Determine the posterior percentile values of a given fit parameter.

Example:

m.post_percentile('beta', q = [16,50,84]) # get median and 16th--84th percentile interval
Parameters:

  • param (str) – name of parameter, element of the ‘params’ argument passed to ModifiedBlackbody.fit()

  • q (array-like of float) – percentile or sequence of percentiles to compute from the posterior distribution

  • sample_by (int) – sample every sample_by values in the posterior chain, helps with speed (especially for L, which must be computed).

Returns:

the percentiles of the posterior distribution for parameter ‘param’

Return type:

float or array

posterior(param, sample_by=10)#

Determine the posterior chain of a given fit parameter.

Parameters:

  • param (str) – name of parameter, element of the ‘params’ argument passed to ModifiedBlackbody.fit()

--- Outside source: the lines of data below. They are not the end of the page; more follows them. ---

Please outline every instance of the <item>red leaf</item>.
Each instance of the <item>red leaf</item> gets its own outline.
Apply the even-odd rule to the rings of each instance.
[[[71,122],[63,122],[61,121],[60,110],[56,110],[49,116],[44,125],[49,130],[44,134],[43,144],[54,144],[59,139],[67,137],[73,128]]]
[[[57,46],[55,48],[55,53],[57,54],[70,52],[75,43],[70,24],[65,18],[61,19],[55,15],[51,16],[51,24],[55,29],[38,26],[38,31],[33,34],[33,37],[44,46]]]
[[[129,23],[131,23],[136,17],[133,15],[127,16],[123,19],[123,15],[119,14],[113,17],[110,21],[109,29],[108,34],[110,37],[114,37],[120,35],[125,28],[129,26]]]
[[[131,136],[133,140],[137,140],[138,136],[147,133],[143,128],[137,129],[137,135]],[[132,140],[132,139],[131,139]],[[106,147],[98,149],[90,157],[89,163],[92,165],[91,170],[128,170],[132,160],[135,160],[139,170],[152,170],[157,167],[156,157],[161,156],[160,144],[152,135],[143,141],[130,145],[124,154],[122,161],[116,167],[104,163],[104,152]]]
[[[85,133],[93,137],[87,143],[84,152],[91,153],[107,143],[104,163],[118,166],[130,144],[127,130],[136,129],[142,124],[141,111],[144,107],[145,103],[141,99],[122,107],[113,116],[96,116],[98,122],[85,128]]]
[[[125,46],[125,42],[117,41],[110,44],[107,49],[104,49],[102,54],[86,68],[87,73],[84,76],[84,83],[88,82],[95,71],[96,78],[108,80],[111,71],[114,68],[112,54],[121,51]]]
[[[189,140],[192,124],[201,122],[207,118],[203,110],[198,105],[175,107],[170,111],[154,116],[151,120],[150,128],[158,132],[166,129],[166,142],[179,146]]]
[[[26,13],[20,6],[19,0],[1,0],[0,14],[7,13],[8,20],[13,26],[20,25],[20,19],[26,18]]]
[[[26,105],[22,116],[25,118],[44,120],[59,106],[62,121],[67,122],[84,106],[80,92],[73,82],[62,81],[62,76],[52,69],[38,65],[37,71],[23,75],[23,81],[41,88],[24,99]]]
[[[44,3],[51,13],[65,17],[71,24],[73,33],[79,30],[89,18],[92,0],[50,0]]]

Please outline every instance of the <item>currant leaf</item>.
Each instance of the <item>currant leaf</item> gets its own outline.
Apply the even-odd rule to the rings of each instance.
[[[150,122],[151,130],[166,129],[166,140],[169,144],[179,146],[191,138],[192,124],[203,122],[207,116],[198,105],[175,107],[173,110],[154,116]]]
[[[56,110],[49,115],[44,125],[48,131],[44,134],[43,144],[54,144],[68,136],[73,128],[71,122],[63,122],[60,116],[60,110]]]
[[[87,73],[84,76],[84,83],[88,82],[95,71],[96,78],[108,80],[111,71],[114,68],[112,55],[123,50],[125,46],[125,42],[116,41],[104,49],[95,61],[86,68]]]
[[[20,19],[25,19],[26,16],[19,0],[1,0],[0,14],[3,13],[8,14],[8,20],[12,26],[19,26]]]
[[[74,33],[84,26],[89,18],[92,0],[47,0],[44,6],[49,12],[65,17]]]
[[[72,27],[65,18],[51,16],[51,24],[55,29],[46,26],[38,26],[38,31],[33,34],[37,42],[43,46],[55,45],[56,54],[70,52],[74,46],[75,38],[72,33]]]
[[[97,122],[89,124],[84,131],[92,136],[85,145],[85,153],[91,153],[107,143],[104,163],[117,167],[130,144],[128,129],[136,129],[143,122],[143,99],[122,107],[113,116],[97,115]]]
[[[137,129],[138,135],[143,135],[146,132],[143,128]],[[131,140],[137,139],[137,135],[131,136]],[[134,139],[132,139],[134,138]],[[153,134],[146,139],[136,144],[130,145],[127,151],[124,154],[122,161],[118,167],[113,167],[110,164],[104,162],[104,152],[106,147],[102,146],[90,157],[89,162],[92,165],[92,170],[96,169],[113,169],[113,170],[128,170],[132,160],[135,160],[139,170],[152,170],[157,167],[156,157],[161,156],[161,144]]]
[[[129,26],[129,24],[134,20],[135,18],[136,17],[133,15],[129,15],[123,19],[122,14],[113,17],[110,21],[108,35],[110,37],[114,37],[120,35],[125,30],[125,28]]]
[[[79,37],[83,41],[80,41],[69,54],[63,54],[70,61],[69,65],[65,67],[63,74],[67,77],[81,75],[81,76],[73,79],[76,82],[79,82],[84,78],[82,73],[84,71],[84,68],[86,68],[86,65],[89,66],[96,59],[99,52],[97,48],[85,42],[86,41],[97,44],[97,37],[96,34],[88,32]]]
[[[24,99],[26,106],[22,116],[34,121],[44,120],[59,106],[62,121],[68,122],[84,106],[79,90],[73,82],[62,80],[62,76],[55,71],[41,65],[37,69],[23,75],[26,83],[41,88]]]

  • sample_by (int) – sample every sample_by values in the posterior chain, helps with speed (especially for L, which must be computed).

Returns:

the chain of values in the posterior distribution for parameter ‘param’

Return type:

array

reset()#

Clear the fit results.

Clear the ModifiedBlackbody fit results, priors, and photometry. Current values of parameters (L, beta, etc) will remain unchanged.

save(file, protocol=None)#

save out ModifiedBlackbody (using pickle) to file in binary format, including fit and sampler

update(L=None, T=None, beta=None, z=None, alpha=None, l0=None)#

update specified modified blackbody parameters (not the underlying model), keeping others constant.